Opinion Column

Internet continues to bring out the worst of us 

By Josh Aldrich, Camrose Canadian

FOTOLIA

FOTOLIA

For as many good things as the internet has brought to the world, far too often it exposes the worst of people. 

 

This is no surprise. As humans we rarely let an opportunity roll by to undercut the species. Yes, there are legitimately good people in the world, and I like to believe they are in the majority. But there is always someone or a group of people that ready to throw a hand grenade into the whole mix. 

As Jeff Foxworthy joked back in the '90s, we just can't have nice things. 

It often does not take much of an opening for someone to showcase just how terrible they can be. 

The latest example occurred as the result of a hockey game last week. 

Edmonton Oilers hulking winger Patrick Maroon clipped Los Angeles Kings defenceman with a head shot — an infraction he was suspended two games for — and given a five-minute major and a game misconduct. L.A. scored three times on the ensuing power play. Instead of soaking one's sorrows in a pint or three, a faction of Oilers fans took it upon themselves to track down Maroon's girlfriend online and allegedly proceed to threaten her and their family. 

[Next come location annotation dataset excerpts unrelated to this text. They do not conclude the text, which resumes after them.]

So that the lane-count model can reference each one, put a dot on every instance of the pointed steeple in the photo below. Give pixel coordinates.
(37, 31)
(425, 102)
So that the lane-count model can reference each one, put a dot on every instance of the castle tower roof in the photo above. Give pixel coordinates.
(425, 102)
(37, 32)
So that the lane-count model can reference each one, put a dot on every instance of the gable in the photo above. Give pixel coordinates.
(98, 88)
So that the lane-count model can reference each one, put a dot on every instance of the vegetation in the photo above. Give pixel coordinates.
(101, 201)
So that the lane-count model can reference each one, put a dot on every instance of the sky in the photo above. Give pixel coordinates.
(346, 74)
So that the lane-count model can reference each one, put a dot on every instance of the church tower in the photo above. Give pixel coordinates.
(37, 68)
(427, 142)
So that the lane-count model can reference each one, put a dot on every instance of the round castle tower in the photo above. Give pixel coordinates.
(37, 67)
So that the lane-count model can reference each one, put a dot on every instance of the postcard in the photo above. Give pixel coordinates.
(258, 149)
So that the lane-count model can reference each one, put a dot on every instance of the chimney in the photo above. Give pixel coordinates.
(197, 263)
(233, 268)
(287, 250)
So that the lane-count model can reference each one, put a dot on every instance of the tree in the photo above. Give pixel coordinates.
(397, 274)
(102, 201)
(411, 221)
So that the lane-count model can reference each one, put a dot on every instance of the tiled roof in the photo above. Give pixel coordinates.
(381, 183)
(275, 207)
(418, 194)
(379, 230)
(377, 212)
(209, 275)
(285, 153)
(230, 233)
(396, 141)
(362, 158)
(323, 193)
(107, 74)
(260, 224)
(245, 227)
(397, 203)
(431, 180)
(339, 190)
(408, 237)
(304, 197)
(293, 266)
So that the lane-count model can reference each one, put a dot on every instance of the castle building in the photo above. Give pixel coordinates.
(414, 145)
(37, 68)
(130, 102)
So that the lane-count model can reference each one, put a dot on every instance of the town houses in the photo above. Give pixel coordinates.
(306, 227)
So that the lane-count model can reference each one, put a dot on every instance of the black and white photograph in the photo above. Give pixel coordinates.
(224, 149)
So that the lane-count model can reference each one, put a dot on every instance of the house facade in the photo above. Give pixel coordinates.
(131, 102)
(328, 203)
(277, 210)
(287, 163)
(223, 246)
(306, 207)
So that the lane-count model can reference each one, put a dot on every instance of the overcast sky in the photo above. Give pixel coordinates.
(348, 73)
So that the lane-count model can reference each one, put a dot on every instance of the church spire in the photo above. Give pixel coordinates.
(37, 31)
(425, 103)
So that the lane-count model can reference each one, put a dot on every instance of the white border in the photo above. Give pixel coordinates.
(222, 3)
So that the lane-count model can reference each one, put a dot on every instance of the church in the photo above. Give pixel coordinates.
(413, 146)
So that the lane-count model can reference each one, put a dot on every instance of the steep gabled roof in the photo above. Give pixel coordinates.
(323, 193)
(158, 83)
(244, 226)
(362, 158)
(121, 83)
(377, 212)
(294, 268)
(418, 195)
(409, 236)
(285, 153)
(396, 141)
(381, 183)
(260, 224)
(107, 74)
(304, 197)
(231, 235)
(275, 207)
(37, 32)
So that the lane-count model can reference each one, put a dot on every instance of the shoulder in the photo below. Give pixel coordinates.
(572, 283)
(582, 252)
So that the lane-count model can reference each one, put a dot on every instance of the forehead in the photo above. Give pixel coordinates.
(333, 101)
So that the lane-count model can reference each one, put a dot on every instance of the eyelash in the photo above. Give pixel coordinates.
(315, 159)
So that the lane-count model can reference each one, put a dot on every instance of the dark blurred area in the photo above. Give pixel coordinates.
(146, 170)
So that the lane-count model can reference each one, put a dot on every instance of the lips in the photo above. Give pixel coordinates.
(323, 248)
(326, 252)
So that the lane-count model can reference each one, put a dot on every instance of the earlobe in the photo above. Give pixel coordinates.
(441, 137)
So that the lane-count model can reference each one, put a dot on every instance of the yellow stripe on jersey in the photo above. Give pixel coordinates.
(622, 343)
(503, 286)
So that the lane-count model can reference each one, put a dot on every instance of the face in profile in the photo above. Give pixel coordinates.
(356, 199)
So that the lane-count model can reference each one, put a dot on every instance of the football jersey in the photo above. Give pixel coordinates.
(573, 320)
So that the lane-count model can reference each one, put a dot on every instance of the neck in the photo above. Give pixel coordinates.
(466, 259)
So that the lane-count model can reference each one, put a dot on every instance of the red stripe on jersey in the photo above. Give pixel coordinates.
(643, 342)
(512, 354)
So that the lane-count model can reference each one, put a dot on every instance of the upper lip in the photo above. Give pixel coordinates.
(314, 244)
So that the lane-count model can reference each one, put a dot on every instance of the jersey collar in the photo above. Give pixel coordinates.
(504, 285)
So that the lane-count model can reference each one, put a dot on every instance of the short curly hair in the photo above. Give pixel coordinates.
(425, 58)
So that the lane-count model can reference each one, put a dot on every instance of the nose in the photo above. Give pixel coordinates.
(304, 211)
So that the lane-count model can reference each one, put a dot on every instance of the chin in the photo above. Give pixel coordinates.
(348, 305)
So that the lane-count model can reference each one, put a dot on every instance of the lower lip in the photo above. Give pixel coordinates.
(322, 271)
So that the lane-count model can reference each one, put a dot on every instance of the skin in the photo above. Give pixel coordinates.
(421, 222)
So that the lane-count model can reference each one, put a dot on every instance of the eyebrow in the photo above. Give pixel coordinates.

"I am so sad that there is people out there who can be so cruel," said Francesca Vangel in a post on Twitter. "I've never seen so much hatred over something that was completely unintentional." 

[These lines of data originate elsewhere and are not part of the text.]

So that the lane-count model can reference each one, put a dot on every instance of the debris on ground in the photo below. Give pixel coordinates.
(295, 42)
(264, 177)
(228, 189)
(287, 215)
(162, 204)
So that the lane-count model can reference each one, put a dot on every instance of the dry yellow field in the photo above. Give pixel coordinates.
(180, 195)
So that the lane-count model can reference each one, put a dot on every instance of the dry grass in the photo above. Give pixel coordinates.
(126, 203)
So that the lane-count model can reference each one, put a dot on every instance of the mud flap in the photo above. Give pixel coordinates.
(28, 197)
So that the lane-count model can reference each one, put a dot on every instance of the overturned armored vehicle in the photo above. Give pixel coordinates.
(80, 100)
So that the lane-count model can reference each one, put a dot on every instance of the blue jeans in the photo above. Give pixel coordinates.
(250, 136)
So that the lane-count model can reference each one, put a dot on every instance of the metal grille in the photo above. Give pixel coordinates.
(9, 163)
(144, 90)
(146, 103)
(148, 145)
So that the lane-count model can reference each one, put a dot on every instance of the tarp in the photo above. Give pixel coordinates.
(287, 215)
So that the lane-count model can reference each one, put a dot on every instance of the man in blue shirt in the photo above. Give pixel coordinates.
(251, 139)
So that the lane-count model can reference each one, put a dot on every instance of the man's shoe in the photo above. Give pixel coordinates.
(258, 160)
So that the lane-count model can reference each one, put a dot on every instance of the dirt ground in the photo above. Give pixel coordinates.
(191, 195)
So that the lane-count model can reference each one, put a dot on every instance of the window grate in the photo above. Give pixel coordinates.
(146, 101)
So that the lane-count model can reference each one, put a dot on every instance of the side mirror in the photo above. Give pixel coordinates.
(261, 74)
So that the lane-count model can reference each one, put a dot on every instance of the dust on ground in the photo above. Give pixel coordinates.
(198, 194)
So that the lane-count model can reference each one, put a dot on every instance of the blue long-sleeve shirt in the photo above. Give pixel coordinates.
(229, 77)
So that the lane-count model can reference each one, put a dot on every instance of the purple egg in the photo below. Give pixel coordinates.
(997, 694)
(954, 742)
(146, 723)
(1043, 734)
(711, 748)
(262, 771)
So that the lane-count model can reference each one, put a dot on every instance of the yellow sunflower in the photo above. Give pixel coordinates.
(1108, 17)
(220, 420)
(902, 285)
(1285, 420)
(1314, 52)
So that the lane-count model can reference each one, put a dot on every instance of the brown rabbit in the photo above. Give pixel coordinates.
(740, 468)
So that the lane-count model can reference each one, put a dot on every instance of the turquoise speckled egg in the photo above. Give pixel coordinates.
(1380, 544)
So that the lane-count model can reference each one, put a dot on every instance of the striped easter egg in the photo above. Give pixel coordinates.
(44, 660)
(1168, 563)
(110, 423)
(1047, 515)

Again, a hockey game involving millionaires in a lost season, something that has zero tangible effect on anyone's life. That is worth wishing harm on a family. Apparently. 

It boggles the mind. 

This follows on the heels of one of the biggest Youtubers in the world, Logan Paul travelling to Aokigahara, a forest at the foot of Mount Fuji in Japan, that has the unfortunate and well-earned nickname as Suicide Forest. Because of this there are many ghost stories and other legends surrounding the site. 

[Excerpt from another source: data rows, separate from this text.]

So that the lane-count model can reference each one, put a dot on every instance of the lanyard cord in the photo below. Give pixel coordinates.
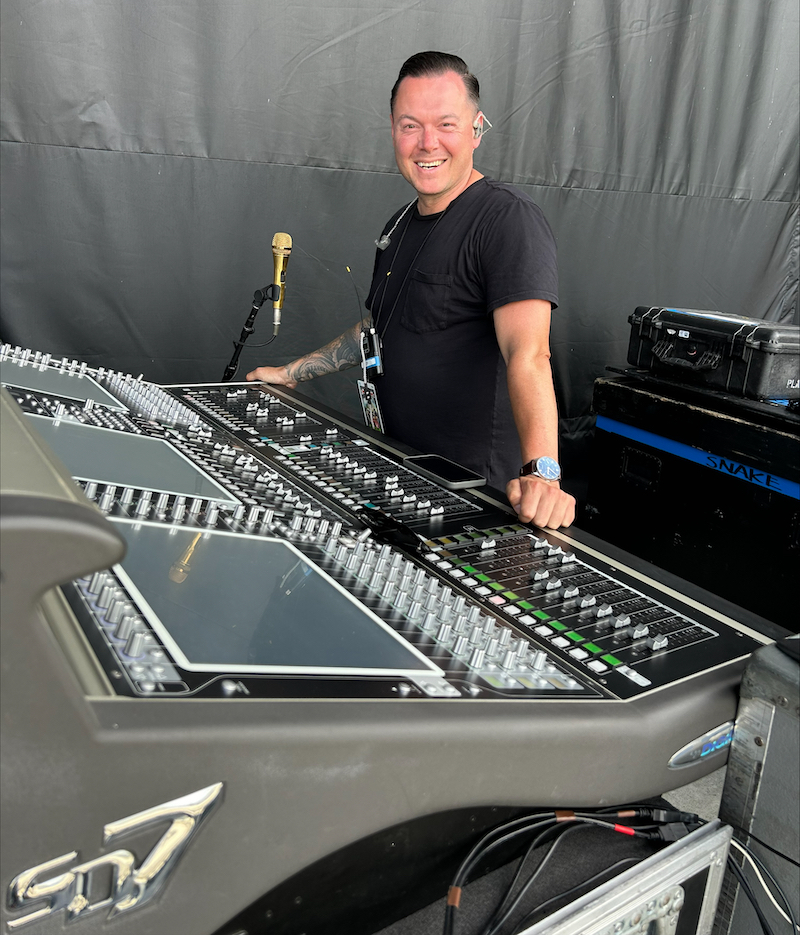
(408, 271)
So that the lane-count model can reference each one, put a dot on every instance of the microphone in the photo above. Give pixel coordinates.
(179, 570)
(281, 248)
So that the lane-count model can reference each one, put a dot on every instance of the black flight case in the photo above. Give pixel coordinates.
(694, 477)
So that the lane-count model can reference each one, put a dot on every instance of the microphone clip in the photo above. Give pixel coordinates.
(272, 292)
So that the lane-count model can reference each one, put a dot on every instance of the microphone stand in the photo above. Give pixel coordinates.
(260, 296)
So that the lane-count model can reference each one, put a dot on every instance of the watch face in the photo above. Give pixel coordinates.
(548, 468)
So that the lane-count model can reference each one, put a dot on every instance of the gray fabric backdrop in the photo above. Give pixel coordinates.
(150, 151)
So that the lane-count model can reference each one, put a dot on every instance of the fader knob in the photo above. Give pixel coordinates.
(125, 627)
(135, 645)
(657, 642)
(107, 499)
(639, 630)
(106, 595)
(478, 658)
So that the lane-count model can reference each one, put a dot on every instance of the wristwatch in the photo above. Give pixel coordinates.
(544, 467)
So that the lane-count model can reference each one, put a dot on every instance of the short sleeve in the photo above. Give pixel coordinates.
(517, 253)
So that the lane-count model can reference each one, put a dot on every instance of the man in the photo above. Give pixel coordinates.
(463, 286)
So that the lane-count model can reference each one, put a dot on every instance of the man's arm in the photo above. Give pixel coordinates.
(523, 334)
(340, 354)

Paul went there with a camera crew looking for bodies, he found one, filmed it, laughed at it cracked jokes about it and posted it online. It was all under the supposed guise about raising awareness about suicide prevention. The video gained millions of views before he was forced to take it down. At first he issued a half apology and defence of the video on Instagram before finally issuing a second video apology the next day where he asks his fans to not defend his vlog, seeming finally understanding the line he crossed. 

This is not a big picture issue either, this happens in our own back yard. Spend some time scrolling through Facebook and it doesn't take much to find people tearing down each other and singling out different businesses, sometimes dancing on the grave of businesses that have gone under. 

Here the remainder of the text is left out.